AI Article Synopsis

  • Intraoperative hypotension can cause complications after surgery, and traditional methods primarily relied on invasive pressure measures, which had limitations in their analysis.
  • This study proposes a new deep-learning approach that integrates frequency-domain information from various biosignals, improving prediction of hypotension compared to time-domain-only models.
  • Results showed that the frequency-domain model significantly outperformed conventional methods, particularly in non-invasive data, suggesting a new way for clinicians to predict hypotension during surgery.

Article Abstract

Background: Intraoperative hypotension can lead to postoperative organ dysfunction. Previous studies primarily used invasive arterial pressure as the key biosignal for the detection of hypotension. However, these studies had limitations in incorporating different biosignal modalities and utilizing the periodic nature of biosignals. To address these limitations, we utilized frequency-domain information, which provides key insights that time-domain analysis cannot provide, as revealed by recent advances in deep learning. With the frequency-domain information, we propose a deep-learning approach that integrates multiple biosignal modalities.

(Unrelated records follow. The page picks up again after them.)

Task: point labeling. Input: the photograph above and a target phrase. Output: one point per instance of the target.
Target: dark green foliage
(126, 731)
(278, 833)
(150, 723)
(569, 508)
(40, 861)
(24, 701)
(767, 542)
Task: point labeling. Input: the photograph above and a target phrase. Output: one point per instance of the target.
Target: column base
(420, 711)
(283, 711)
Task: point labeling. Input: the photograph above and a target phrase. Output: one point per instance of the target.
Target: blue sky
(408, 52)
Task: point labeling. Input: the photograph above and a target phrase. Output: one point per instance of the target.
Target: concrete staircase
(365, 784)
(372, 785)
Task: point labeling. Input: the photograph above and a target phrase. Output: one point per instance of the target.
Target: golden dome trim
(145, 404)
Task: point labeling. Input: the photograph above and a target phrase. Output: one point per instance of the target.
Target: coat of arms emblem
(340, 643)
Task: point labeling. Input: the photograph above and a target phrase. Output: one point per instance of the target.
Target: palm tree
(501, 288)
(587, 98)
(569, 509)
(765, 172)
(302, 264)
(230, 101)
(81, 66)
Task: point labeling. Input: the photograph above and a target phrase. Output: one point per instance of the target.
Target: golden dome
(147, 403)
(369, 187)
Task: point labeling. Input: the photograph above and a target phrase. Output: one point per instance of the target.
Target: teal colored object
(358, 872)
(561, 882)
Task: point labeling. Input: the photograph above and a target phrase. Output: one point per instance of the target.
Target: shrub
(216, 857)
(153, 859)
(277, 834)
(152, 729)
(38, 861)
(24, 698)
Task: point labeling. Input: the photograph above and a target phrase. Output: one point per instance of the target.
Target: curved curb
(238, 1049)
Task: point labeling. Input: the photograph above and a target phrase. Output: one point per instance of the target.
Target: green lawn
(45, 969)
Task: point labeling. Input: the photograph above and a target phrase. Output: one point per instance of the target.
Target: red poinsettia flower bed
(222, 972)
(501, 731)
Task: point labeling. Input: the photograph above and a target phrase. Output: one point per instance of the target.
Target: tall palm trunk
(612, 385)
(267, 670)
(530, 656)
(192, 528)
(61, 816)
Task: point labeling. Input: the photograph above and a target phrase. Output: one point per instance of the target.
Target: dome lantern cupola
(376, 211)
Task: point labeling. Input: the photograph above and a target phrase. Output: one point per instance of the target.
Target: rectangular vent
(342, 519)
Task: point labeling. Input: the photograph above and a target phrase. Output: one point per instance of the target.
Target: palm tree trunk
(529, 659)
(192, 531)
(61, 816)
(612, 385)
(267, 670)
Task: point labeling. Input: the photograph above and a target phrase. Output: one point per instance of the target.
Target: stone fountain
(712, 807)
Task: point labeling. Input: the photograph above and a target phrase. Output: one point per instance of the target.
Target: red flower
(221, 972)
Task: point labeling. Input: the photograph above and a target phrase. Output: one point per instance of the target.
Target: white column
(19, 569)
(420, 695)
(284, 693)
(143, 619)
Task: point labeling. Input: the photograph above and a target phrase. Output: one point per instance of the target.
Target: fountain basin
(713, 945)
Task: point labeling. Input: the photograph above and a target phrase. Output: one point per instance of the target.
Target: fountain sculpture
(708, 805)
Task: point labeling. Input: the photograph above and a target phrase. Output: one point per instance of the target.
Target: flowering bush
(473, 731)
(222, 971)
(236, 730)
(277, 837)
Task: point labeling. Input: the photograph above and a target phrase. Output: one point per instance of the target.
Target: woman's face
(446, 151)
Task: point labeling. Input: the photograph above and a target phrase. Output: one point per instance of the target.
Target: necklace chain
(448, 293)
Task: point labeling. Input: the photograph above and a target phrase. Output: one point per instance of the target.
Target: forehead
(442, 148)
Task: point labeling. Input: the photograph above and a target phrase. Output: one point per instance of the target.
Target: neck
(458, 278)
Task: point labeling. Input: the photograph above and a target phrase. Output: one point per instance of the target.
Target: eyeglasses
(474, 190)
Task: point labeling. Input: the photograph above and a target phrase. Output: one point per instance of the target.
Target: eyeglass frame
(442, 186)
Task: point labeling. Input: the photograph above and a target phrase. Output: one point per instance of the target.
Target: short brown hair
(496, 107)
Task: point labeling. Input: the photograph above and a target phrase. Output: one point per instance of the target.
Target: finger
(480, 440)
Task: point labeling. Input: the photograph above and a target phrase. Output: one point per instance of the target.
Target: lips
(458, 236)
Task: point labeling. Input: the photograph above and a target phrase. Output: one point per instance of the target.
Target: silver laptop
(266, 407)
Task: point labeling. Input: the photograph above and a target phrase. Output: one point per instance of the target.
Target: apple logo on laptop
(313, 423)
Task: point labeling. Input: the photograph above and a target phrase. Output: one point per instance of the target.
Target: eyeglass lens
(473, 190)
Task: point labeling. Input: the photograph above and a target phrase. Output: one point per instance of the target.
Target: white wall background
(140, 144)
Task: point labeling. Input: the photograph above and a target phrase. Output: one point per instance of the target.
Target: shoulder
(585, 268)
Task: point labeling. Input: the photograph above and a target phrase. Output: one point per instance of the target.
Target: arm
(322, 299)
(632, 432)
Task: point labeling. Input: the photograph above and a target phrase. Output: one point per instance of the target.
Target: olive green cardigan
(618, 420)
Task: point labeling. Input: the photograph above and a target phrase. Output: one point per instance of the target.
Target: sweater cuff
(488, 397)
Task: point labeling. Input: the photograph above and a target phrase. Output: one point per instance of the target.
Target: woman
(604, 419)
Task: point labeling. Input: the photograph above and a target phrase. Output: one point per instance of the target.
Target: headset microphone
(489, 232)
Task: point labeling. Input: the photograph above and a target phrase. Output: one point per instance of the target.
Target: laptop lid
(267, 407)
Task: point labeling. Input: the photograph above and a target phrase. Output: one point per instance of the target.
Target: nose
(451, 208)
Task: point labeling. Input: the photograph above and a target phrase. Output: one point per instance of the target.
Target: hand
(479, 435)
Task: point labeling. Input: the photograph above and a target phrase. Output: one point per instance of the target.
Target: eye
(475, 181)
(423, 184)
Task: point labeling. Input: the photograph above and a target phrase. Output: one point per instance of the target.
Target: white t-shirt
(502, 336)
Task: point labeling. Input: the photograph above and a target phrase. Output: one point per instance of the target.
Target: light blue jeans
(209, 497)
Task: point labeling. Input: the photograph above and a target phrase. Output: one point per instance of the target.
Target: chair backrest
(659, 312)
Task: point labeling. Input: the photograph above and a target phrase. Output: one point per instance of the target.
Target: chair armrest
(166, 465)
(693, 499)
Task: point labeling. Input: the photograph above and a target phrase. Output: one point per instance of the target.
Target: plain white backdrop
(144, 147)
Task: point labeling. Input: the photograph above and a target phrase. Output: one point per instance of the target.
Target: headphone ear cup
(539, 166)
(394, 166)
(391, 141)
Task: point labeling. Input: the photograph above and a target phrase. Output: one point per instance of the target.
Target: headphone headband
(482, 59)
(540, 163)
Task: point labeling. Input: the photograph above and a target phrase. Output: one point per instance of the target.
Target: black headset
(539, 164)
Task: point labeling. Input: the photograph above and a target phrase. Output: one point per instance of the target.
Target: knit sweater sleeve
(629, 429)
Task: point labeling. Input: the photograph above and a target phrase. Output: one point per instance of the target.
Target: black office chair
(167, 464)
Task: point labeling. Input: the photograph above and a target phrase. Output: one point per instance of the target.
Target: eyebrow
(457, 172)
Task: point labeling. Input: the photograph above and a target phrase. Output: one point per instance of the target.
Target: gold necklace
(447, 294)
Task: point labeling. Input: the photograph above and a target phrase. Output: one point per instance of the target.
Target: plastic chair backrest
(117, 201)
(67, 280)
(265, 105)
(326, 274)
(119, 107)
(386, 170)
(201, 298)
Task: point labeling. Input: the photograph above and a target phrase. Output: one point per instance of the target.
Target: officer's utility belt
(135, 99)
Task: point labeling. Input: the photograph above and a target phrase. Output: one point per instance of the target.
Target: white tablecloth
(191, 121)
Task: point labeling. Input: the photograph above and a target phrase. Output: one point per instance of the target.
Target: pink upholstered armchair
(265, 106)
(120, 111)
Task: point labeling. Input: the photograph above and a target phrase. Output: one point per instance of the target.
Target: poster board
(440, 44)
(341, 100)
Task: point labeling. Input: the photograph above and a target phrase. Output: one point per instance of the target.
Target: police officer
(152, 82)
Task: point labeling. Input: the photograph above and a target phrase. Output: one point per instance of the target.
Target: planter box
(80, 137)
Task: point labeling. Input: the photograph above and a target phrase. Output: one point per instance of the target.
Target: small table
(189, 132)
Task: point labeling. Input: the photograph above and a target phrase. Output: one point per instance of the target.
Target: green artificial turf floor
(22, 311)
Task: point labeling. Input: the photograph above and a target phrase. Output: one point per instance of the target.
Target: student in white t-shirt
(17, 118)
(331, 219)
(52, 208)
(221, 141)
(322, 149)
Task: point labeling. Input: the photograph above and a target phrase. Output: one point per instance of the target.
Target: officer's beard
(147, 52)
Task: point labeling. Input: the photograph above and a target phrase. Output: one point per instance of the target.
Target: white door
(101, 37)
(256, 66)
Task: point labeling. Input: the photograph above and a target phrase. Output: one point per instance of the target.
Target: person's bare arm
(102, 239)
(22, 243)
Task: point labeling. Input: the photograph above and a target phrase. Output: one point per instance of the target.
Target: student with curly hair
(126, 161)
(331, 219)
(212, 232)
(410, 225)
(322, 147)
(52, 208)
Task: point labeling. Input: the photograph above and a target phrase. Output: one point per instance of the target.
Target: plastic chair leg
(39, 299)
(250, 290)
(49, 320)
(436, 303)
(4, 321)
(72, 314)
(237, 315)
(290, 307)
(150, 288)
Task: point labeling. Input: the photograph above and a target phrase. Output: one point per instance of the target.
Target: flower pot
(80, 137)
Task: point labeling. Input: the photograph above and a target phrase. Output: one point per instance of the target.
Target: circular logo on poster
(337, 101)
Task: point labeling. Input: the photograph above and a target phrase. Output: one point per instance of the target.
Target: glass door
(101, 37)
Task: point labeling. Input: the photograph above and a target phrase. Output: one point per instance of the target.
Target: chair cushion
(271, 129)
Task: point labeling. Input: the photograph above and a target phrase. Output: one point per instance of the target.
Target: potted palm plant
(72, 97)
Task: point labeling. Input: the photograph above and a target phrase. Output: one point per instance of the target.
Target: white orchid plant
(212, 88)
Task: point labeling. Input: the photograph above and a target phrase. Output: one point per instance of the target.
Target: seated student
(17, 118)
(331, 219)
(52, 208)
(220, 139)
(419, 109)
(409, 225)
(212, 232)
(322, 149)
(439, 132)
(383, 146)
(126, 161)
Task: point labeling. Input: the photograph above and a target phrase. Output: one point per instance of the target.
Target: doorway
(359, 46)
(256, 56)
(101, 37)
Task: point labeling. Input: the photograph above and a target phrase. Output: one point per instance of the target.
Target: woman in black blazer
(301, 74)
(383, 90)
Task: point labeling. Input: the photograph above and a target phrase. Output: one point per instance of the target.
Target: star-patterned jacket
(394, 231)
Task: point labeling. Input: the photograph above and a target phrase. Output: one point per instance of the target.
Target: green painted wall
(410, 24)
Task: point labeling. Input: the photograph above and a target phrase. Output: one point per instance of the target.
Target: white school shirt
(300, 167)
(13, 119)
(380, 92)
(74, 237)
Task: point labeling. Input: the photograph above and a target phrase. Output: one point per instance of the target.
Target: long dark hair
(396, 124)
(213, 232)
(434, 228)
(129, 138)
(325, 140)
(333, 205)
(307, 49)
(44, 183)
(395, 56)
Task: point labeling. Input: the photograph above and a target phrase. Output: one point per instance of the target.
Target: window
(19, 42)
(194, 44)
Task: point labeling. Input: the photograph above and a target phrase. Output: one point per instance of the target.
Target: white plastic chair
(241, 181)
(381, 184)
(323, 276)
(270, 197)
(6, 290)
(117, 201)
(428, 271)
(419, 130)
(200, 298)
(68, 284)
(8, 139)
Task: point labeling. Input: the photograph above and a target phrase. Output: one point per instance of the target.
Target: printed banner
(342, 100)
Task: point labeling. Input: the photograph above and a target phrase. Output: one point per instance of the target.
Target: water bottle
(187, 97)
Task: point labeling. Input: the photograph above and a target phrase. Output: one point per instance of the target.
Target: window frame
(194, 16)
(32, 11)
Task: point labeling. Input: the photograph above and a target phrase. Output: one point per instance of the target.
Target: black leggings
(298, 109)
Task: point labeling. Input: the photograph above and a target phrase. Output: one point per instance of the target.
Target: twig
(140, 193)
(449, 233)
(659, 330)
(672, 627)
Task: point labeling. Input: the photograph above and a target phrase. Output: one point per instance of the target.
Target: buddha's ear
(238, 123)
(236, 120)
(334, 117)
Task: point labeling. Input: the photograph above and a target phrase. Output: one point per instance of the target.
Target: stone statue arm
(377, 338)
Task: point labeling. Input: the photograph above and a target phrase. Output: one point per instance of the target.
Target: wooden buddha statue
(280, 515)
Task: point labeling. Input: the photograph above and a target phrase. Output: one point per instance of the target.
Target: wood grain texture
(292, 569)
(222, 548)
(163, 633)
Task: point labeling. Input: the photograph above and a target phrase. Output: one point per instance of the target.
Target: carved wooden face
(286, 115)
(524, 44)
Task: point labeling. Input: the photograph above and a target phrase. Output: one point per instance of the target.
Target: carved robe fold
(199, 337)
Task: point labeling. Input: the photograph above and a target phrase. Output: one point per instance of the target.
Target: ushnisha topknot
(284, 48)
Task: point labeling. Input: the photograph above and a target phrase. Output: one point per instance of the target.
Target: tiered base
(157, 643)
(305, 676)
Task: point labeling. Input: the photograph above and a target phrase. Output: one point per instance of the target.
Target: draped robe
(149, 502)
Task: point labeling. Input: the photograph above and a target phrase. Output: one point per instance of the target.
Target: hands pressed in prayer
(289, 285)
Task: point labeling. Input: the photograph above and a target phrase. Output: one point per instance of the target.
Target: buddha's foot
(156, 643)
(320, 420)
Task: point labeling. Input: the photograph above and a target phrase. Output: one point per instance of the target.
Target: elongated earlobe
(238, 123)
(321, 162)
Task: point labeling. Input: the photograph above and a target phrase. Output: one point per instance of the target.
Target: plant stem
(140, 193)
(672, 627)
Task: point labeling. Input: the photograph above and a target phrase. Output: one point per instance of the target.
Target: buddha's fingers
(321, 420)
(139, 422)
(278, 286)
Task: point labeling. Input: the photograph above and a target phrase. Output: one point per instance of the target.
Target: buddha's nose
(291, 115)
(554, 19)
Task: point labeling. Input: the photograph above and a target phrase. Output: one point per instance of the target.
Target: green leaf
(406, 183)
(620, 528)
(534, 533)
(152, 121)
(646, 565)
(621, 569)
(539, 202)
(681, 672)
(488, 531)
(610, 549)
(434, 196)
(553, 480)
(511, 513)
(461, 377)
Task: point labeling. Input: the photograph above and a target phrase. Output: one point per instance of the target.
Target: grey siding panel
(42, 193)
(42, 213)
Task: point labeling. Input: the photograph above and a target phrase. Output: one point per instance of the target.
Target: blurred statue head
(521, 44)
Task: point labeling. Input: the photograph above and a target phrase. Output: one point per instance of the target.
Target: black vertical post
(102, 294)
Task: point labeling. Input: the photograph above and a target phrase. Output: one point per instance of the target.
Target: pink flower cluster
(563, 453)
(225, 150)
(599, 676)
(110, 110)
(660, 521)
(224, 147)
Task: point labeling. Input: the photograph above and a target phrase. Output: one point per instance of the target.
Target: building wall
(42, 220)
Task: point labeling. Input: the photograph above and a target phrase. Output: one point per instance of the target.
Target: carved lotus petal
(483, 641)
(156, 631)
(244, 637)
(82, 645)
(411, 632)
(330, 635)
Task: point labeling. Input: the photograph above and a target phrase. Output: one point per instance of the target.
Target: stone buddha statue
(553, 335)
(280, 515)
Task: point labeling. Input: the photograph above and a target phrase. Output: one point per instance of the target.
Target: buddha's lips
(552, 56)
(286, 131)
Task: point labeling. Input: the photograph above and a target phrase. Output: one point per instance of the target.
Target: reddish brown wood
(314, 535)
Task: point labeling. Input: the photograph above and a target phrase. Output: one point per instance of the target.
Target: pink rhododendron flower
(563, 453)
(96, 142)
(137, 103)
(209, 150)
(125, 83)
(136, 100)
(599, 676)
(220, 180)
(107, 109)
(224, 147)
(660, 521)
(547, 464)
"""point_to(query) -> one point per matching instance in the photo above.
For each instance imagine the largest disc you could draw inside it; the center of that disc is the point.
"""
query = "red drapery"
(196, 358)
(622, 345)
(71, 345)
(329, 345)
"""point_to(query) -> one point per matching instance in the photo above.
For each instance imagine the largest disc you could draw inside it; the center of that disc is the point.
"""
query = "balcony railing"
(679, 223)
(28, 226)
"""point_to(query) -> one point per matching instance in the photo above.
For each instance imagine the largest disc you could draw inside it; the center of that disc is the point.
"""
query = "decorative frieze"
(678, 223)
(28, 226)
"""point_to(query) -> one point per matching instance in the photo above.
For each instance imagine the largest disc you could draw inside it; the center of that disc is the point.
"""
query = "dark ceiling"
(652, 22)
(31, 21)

Methods: We used the discrete Fourier transform technique, to extract frequency information from biosignal data, which we then combined with the original time-domain data as input for our deep learning model. To improve the interpretability of our results, we incorporated recent interpretable modules for deep-learning models into our analysis.

Results: We constructed 75 994 segments from the data of 3226 patients to predict hypotension during surgery. Our proposed frequency-domain deep-learning model outperformed conventional approaches that rely solely on time-domain information. Notably, our model achieved a greater increase in AUROC performance than the time-domain deep learning models when trained on non-invasive biosignal data only (AUROC 0.898 [95% CI: 0.885-0.91] vs. 0.853 [95% CI: 0.839-0.867]). Further analysis revealed that the 1.5-3.0 Hz frequency band played an important role in predicting hypotension events.

Conclusion: Utilizing the frequency domain not only demonstrated high performance on invasive data but also showed significant performance improvement when applied to non-invasive data alone. Our proposed framework offers clinicians a novel perspective for predicting intraoperative hypotension.